<< How to Protect a JSON or Javascript Service | Home | New DWR Release - 2.0 RC4 >>

Java 7 Idea: Extensible Strings

In some ways it's a shame that java.lang.String is marked 'final' in Java. If it wasn't final, you could inherit from java.lang.String to create strings that had some extra features, or you could extend with a marker interface to declare that a String has some property, for example it would be neat to be able to track if a String had been:

  • Checked for dangerous characters from the web
  • Internationalized
  • Processed by some system

Allowing marker interfaces like this could lead to some nice extra type-checking:

public SafeString checkForUnsafeCharacters(String s) {
  // do some checking and throw or create a SafeString
}

public void process(SafeString s) {
  // do something knowing that the developer can't forget
  // to check the string before it is passed in
}

Marker interfaces on strings can be a handy way to declare that this string has some properly that normal strings don't.
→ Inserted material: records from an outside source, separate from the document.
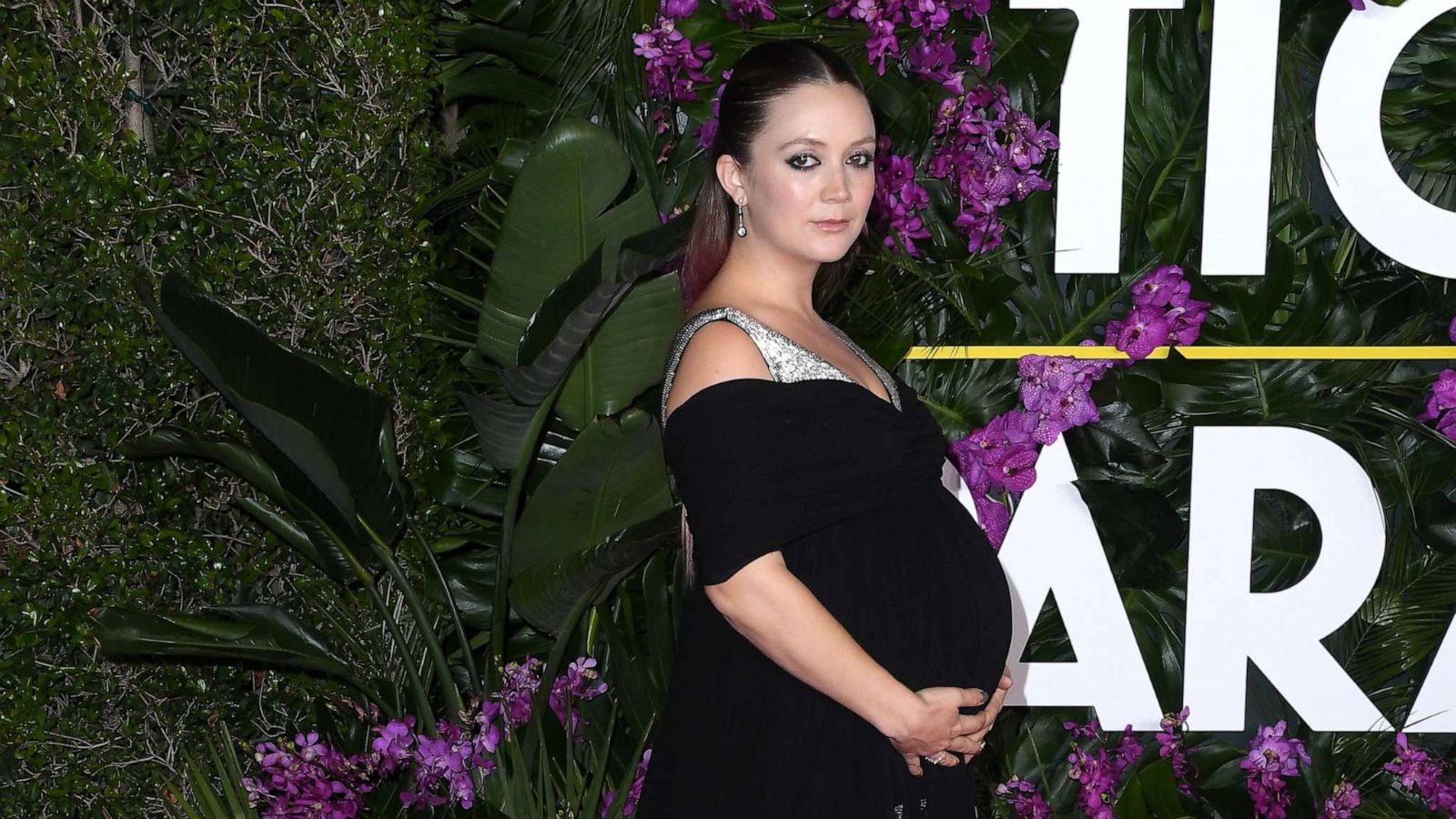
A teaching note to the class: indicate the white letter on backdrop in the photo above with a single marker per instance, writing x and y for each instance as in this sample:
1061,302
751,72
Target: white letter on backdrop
1347,128
1094,102
1280,632
1055,547
1241,136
However there are at least 2 good reasons why java.lang.String is final:

  • Security: the system can hand out sensitive bits of read-only information without worrying that they will be altered
  • Performance: immutable data is very useful in making thing thread-safe.

So is it possible to have the best of both worlds - to allow marker interfaces and additional properties without breaking assumptions about the immutability of the string itself. And, is this possible without breaking backwards compatibility?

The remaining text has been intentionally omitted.